Abu Malek said he scrounges the items needed for the inflatables. When proper balloons are in short supply, he uses sheets of taped plastic, rubber gloves or, as a last resort, bouquets of inflated condoms.
"Balloons are best - they go farther," he said. Given the prevailing winds off the Mediterranean, a balloon released from a rooftop in Bureij can fly over Gaza to the nearby towns, or across Israel's Negev desert. Israeli police report finding the devices at the Dead Sea, 50 miles away.
Abu Malek said explosives are easy to make or buy, even military munitions. "Anything is possible to obtain," he said.
Militants have been injured assembling the bombs, he said, but he considers it worth the risk to maintain pressure on Israel in the pursuit of freedom for Gaza. Analysts say the aerial assault is an experiment born of poverty and has been surprisingly effective in the face of Israel's overwhelming military advantage.

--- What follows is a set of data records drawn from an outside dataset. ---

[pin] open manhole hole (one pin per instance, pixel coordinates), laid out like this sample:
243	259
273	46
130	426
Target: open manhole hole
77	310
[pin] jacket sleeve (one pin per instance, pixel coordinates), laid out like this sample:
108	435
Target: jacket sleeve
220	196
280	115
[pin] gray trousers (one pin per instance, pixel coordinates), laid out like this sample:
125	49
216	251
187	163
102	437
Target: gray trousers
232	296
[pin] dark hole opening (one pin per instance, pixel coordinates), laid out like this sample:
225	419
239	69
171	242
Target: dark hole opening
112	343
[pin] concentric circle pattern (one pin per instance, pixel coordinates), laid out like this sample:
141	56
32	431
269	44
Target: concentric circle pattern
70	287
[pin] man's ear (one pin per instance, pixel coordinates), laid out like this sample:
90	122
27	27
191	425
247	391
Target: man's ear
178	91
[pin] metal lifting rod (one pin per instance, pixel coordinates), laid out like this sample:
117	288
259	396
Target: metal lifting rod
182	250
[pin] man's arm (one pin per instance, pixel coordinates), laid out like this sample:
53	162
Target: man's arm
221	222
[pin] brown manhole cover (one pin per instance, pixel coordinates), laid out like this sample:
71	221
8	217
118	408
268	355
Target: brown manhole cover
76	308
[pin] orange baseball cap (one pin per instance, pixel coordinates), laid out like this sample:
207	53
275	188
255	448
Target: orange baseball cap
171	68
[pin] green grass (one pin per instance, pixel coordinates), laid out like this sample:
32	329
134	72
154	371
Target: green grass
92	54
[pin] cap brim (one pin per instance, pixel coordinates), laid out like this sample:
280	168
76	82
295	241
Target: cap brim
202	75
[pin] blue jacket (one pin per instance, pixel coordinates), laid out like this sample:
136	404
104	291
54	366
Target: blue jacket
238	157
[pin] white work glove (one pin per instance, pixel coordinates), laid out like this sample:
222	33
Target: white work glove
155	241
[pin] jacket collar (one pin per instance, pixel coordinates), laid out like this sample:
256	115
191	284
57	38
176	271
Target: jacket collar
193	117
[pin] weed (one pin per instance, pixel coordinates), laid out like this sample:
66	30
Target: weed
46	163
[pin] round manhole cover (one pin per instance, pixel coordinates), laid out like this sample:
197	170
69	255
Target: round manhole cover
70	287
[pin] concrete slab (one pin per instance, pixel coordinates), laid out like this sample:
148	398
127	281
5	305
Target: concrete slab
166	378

Behind the scenes, Hamas has been negotiating a deal with Israel to ease life in the enclave, including reported agreements to widen the offshore zone where Gazans can fish and to increase the number of Gazans permitted to work inside Israel.
Hamas has largely halted rocket attacks as the talks have progressed, although another group, Palestinian Islamic Jihad, launched a recent fusillade. But the balloons have continued to soar.
Launching balloons "is a way for them to go to their base and say they did not give up the fighting that is at the core of their existence," said Shimrit Meir, a Palestinian affairs analyst and columnist for the Yedioth Ahronoth newspaper. "This is how they feel dialogue should be conducted, not just in some hotel rooms in Cairo, but on the battlefield."